E, aggiunge il Presidente ENPAP Felice Damiano Torricelli, non dobbiamo dimenticare che «i livelli di tensione che vivono le donne e gli uomini in divisa sono cresciuti ancora di più negli ultimi anni. Anche a seguito delle trasformazioni che la nostra società sta attraversando, tra cui la riduzione del riconoscimento sociale di questi professionisti e la conflittualità sociale che si scarica sulle Forze dell’Ordine. Non ultimi, tra i fattori di stressor, ci sono alcune forme di precariato che toccano in maniera particolare i militari in ferma non permanente. C’è, poi, da non sottovalutare il rischio collegato al possesso di armi, e lo stigma che facilmente può colpire chi, tra le persone in divisa, chiede aiuto psicologico nei momenti di difficoltà». Senza contare che la condizione di grande tensione connessa alla richiesta di prestazioni sempre ottimali, aspetto che caratterizza la nostra epoca, alimenta ansie e preoccupazioni generalizzate in tutta la popolazione, le quali si sovrappongono a quelle collegate agli inciampi di ogni percorso personale.

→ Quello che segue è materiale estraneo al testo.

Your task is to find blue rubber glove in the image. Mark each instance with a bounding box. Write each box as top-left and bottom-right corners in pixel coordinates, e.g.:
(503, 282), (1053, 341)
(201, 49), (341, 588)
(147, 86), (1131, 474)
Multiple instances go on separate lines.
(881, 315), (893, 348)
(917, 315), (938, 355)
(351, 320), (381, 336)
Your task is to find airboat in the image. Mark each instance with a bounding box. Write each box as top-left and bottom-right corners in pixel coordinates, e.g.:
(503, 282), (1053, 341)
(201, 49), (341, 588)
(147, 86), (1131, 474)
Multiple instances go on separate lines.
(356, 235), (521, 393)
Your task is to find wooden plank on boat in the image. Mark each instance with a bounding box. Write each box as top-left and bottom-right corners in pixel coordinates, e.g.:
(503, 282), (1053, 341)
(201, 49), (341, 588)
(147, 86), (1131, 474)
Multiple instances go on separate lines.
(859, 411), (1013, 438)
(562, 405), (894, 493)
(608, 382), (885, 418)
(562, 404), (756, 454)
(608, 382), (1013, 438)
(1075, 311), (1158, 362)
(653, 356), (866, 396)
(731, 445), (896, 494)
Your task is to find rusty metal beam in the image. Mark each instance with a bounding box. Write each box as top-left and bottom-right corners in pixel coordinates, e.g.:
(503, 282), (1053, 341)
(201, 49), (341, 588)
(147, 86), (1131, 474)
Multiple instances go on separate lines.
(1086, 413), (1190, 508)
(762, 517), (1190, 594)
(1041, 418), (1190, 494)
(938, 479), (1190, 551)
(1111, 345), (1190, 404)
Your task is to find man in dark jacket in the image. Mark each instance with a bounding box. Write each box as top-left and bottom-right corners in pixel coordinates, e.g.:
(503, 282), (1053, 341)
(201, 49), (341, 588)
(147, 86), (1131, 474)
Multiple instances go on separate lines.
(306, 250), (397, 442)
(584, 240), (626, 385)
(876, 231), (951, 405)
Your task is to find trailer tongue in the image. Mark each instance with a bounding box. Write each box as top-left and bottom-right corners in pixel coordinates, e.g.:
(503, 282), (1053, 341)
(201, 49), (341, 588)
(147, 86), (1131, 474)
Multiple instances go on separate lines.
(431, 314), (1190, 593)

Cosa è urgente fare per la tutela di questi lavoratori? «È necessaria grande attenzione, da parte di tutti: la sicurezza anche psicologica delle persone che svolgono il loro delicatissimo compito nelle Forze dell’Ordine tocca inevitabilmente il tema del benessere sul lavoro», sottolinea Felice Damiano Torricelli, Presidente ENPAP. «Con il lavoro del Tavolo Tecnico di ENPAP per la sicurezza sul lavoro, che incrocia quello di tanti Psicologi impegnati nella ricerca scientifica e nella interlocuzione con le istituzioni, vogliamo rappresentare che oggi è possibile mettere in piedi servizi efficaci di prevenzione psicologica, che sostengano in maniera professionale queste categorie di lavoratori. La grande maggioranza dei (pochi) Psicologi inseriti negli organici delle Forze dell’Ordine è impegnata prevalentemente in compiti – indispensabili – di valutazione nei concorsi per l’accesso. Questo, però, non basta: sarebbe necessario anche attivare o rafforzare Servizi Psicologici stabili per la prevenzione dei rischi peculiari che corrono le persone in divisa, Servizi che siano in grado di cogliere le difficoltà delle persone senza stigmatizzarle e di sostenerle affinché le superino», suggerisce il Presidente ENPAP. E, conclude Fabio Lucidi, «è opportuno porre in maggiore evidenza la funzione sociale di chi opera nelle Forze dell’Ordine. È necessario incrementare formazione e ricerca in questi ambienti, rafforzare l’azione di monitoraggio e sostegno delle eventuali difficoltà individuali o organizzative. In ciascuno di questi ambiti si nota uno sforzo, attraverso l’organizzazione di convegni sullo stress lavoro correlato in ambito militare come quello organizzato presso la Facoltà di Medicina e Psicologia in collaborazione con l’ispettorato generale della sanità militare, attraverso l’attivazione di Master come quello in Psicologia Militare e attraverso la azione dell’Ufficio di Psicologia e Psichiatria Militare».